What Does Sofi Bakery Bake In Its Kandur?
Sofi Bakery starts with the girda. Spherical, thick, and slapped onto the tandoor's walls until it blisters and turns brown. The interior is still pillowy and fluffy, but the exterior forms a sharp shell. Eaten with butter, jam, or curry, it is the bread that people are raised on. This bakery’s girda completes every meal, even though it doesn't ask for much. It needs to be baked fast and has a limited shelf life. The team behind it uses their fingertips to press the pattern into the front of the bread.
Then, they move on to the lavassa. This bread is thinner and softer because it is baked on the tandoor floor instead of the sides, which keeps it soft all the way through. It folds with ease. It is frequently consumed with tea in the morning and occasionally with barbecued meat. It is light but filling, and something that slips easily into a morning routine.
Then comes the bakherkhani. You can see how it is being made at Sofi Bakery. This bread is unmatched. It is more pastry than bread, rich, flaky, and buttery. You take your time eating baqerkhani made by Sofi. It requests that you take a seat, pour yourself a cup of noon chai, and engage in a lengthy discussion. It's bread for leisurely times. Marriages in the area are incomplete without Sofi Bakery bakherkhani.
The tandoor must be prepared differently for each type of bread. Every variety of bread has a different temperature. Though there are variants in other parts of Kashmir, Srinagar is known for about a dozen various sorts of bread baked in the kandurs.
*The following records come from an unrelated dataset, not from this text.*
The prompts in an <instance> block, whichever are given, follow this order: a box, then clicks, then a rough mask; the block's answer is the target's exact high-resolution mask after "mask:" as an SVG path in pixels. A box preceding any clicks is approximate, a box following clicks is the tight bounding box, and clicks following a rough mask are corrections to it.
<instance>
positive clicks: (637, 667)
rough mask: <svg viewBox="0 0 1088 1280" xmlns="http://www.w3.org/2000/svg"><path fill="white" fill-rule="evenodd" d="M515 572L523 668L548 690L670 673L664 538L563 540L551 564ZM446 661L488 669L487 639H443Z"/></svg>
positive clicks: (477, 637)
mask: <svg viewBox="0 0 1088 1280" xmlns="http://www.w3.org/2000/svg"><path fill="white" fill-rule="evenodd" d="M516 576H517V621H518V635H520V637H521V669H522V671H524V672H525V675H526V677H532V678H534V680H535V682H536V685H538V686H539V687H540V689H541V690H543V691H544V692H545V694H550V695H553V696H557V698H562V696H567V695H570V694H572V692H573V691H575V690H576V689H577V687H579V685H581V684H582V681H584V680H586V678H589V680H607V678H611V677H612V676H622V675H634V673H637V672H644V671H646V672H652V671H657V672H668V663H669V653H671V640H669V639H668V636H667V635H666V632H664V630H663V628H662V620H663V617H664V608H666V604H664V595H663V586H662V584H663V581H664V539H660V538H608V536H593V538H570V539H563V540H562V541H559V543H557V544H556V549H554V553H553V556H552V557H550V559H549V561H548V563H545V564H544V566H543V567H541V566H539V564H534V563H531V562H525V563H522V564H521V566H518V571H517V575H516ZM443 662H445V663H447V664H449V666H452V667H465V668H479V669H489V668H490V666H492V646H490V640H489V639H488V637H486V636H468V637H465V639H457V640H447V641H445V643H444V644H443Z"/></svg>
Life in Kashmir has not been easy, and the kandur has felt the effects. Even though everyday operations were altered by years of curfews and uncertainty, the tandoor never truly halted. The kandur ensures that bread is available because it is a daily essential. Through it all, they've clung to their art, convinced that as long as the Valley exists, so will its bread and the kandur that fuels it.